俺は何も言わずに彼女の手を握った。冷たい空気を感じないほどの手の温もりを感じる。静かな山道の中、お揃いの指輪の金属音が響き渡っていた。
彼女は、ナナは泣いていた。それは悲しみの涙ではない。嬉しさ、安心からくる涙だ。
手を握ってから、少し歩いた頃、あの城が見えてきた。その家は山の中にある。でも、そこだけは、あたりがひらけていて、街が一望できる。人の活動による光が生み出すその夜景は、あまりにも美しかった。
「きれいですね。この世界にこんな場所があったなんて知らなかったぁ!!」
「俺もここまでとは思わなかったよ」
夜景に見とれていた時、ふと気がついたことがある。この城、立派すぎる。いくらするんだよ……

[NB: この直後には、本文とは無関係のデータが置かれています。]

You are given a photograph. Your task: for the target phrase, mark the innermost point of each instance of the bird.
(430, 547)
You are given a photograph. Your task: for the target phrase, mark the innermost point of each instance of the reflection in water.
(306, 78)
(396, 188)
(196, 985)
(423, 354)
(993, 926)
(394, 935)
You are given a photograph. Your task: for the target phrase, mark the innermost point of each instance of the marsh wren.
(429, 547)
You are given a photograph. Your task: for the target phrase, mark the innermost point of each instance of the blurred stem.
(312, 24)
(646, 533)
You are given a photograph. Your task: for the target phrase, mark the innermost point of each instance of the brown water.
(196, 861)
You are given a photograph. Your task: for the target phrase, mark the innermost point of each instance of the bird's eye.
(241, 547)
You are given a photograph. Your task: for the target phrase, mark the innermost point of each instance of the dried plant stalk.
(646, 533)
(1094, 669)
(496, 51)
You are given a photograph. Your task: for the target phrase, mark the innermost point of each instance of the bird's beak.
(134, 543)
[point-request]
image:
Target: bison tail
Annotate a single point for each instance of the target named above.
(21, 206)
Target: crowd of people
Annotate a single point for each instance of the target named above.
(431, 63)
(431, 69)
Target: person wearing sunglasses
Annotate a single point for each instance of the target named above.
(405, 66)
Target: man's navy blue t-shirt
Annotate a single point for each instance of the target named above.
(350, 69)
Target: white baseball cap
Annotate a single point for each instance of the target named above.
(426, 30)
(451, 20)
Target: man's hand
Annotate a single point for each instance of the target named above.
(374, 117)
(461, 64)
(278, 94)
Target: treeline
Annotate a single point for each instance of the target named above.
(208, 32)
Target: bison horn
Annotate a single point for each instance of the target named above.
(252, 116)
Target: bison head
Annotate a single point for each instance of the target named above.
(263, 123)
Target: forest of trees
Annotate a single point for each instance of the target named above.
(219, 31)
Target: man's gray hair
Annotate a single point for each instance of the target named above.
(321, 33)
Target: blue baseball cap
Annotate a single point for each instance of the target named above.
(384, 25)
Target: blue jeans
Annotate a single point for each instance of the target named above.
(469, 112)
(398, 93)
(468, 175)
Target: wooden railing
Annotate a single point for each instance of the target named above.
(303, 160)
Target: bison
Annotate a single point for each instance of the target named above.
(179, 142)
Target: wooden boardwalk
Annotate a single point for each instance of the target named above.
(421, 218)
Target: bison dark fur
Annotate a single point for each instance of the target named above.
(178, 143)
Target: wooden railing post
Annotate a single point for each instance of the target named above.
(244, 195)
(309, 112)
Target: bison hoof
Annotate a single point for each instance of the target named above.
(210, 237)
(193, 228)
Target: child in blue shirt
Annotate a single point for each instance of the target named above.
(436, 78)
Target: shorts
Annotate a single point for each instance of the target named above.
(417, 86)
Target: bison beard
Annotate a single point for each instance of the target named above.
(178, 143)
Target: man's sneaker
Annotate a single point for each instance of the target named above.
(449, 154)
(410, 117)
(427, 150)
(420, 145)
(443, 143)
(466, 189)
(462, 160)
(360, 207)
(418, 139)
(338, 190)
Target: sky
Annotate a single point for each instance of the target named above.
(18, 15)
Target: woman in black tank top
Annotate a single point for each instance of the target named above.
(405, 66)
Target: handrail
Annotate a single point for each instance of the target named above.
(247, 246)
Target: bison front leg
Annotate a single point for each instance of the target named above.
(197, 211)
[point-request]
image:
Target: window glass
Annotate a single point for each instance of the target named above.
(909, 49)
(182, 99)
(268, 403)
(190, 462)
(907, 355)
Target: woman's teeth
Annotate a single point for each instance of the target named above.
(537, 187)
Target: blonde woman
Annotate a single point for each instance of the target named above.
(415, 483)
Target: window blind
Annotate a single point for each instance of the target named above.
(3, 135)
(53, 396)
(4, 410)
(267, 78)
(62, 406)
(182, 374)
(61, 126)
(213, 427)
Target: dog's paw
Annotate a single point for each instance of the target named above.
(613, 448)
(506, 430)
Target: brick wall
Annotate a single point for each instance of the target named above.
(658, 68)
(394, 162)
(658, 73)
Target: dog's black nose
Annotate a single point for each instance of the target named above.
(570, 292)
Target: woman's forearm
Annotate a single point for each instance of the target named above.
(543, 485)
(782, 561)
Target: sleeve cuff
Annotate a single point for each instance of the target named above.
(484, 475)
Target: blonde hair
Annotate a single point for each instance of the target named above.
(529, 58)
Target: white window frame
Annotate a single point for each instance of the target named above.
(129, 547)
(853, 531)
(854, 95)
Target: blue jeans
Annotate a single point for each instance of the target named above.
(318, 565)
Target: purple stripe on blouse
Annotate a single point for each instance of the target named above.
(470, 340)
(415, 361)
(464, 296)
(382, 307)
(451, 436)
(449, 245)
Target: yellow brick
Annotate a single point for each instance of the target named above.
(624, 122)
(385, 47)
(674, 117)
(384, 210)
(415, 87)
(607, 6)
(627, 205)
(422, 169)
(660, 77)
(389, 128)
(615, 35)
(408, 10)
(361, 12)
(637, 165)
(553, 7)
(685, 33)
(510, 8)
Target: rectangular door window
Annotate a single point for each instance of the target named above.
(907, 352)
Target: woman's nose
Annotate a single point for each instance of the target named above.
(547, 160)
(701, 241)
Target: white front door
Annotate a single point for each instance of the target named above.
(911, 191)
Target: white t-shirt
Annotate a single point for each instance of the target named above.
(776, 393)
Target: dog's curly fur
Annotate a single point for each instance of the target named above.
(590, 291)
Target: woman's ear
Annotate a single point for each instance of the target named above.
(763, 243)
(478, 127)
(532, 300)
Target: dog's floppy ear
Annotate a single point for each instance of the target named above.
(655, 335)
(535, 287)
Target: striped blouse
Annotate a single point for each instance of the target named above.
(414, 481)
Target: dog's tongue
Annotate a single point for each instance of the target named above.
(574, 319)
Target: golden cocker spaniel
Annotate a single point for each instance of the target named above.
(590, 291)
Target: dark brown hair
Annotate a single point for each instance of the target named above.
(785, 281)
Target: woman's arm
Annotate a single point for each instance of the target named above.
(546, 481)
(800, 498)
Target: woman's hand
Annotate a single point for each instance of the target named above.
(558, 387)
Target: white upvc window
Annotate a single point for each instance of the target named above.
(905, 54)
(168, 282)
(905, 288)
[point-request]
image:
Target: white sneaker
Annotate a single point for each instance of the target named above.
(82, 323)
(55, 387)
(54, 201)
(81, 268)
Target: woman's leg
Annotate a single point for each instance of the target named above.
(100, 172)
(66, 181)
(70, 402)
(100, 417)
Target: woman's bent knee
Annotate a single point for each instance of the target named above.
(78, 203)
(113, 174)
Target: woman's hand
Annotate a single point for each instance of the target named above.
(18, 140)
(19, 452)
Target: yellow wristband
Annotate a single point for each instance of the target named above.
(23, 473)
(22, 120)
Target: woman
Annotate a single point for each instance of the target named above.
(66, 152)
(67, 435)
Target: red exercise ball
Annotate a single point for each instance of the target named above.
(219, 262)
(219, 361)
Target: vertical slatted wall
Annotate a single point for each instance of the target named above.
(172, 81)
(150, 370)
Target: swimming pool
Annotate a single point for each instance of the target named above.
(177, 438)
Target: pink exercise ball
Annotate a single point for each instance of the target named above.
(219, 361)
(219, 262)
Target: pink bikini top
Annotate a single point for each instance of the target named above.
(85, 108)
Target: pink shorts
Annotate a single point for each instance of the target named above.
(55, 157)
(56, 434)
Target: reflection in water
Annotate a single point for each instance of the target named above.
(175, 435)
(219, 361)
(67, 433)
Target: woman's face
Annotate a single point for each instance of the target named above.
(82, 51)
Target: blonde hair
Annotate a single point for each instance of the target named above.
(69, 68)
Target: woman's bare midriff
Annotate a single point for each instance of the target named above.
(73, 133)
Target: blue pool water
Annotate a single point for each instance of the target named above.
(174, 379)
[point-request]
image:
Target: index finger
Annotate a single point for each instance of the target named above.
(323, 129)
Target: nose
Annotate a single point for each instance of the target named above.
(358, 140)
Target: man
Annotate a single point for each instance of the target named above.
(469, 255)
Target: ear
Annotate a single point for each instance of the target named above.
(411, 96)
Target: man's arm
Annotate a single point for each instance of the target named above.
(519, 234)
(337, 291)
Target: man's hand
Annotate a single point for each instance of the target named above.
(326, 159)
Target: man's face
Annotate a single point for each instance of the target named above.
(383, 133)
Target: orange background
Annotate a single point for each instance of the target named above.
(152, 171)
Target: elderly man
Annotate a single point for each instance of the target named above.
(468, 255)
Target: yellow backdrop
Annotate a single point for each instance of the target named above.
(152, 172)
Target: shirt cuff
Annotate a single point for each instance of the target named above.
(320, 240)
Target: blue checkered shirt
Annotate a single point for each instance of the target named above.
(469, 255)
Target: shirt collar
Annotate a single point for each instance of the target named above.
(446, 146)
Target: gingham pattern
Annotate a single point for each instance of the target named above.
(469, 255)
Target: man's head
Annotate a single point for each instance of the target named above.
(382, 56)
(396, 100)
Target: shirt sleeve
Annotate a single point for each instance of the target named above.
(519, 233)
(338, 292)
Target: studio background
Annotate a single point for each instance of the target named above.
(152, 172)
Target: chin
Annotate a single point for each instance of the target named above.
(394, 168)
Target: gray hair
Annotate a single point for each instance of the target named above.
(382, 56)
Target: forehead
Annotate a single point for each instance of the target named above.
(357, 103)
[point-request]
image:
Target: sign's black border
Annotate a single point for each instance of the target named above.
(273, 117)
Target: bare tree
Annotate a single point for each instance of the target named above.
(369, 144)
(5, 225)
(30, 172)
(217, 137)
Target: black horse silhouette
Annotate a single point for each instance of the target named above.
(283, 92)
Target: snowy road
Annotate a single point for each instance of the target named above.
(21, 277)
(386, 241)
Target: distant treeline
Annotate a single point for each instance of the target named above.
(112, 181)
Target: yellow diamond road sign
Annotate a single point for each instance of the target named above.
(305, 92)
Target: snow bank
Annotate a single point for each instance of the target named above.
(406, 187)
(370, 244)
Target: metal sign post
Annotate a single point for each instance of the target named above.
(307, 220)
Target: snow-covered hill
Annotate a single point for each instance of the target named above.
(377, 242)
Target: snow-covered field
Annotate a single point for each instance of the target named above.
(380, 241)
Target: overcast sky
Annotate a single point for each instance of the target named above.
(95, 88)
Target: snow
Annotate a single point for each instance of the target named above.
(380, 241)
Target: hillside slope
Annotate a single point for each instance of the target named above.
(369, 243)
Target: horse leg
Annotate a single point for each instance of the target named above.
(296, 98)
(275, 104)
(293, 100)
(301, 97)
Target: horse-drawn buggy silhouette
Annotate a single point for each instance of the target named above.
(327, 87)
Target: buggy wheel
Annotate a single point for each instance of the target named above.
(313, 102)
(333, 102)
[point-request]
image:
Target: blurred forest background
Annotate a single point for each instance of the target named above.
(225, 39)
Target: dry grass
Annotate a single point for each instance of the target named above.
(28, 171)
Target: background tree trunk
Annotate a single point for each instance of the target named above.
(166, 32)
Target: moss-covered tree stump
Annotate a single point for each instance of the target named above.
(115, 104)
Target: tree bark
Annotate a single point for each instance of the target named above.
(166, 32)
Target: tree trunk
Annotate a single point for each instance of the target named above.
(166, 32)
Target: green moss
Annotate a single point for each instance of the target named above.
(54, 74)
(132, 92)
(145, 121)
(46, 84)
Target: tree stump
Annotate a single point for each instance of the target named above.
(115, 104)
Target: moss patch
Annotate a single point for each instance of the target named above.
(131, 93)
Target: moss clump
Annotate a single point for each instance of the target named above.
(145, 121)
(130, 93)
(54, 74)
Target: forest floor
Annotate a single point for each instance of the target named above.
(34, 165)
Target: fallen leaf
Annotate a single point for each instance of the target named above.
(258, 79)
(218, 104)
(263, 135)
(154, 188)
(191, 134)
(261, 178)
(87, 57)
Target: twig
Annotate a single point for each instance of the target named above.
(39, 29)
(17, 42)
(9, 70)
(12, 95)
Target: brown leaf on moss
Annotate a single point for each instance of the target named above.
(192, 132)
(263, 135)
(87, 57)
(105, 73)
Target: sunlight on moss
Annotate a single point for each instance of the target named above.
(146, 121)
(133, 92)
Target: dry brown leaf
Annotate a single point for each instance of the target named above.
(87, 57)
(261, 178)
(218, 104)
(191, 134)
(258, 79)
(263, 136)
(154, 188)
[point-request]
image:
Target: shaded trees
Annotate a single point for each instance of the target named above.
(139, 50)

「ナナ、この城いくらするんだ? 今の所持金、十万ルピーしか持ってないけど足りるのか……」
「この看板に書いてありますよ」
——こちらの物件
『1000万ルピー』
連絡はこちらまで「防具屋兼不動産・ノヴァ」まで。
賃貸は受け付けておりません——
「ナナ、いくら持ってる?」
「すいません。剣を作るのにほとんど使ってしまって……」
「だよな......
仕方ない。明日から、ダンジョン探索とクエストで稼ごう……
ノヴァってところも明日行くとして。今日はここで寝よう。もう疲れたよな」
「はい!疲れました!」
疲れを吹き飛ばしてくれる程の笑顔で笑った。
ナナとはグレンのとき。レッドキングスライムのとき。ナナと契約を交わした時。の三回くらいしか接点はなかった。でも、今こうやって、パーティーを組んで、一緒に暮らしていくことになっている。人生はよくわからないものだ。
そして、良いものだ。
「星きれいだな」
「きれいですね」
「あのさ、前にナナが俺に質問してきたの覚えてるか?」
「覚えてますよ。あれは、チュートリアルのときですね。ルアンさんは、答えてくれなかったですけどね。フフっ」
「俺も恥ずかしかったんだよ。それに、一応言っておくけど
『お前みたいなやつは放っておけるわけないだろ......』
だから、ずっと一緒にいろよ! 俺を一人にしないでくれよ......」
「どーしよっかな! でも、指輪のせいで、嫌でもずっと一緒ですよ。
それに私は、
『永遠にルアンと一緒にいる覚悟を決めましたので。好きになってもらえるよう頑張ります!!』
私を一人にしちゃダメですよ??」
俺なりの返事をしたつもりだ。
いつか必ず『好き』ってナナに言ってあげたい。『愛してる』って言いたいと思った。
「もう、寝よっか」
「もう少しお話しましょ。いい、ですか?」
俺は今日、ナナのことをもっと知りたくなった。
だから、その夜は、いろんなことを話した。趣味、お互いの過去、これからのことを。こんなに希望に満ち溢れた夜は初めてだ。起きるまで、ナナと手を握っていたい。お互いもう一人にはしたくない。
契約に縛られた関係ではなく、心からずっと一緒にいたい。
これはお互いの願い。
いつか別れがやってくる。それを知っているからこその願いだ。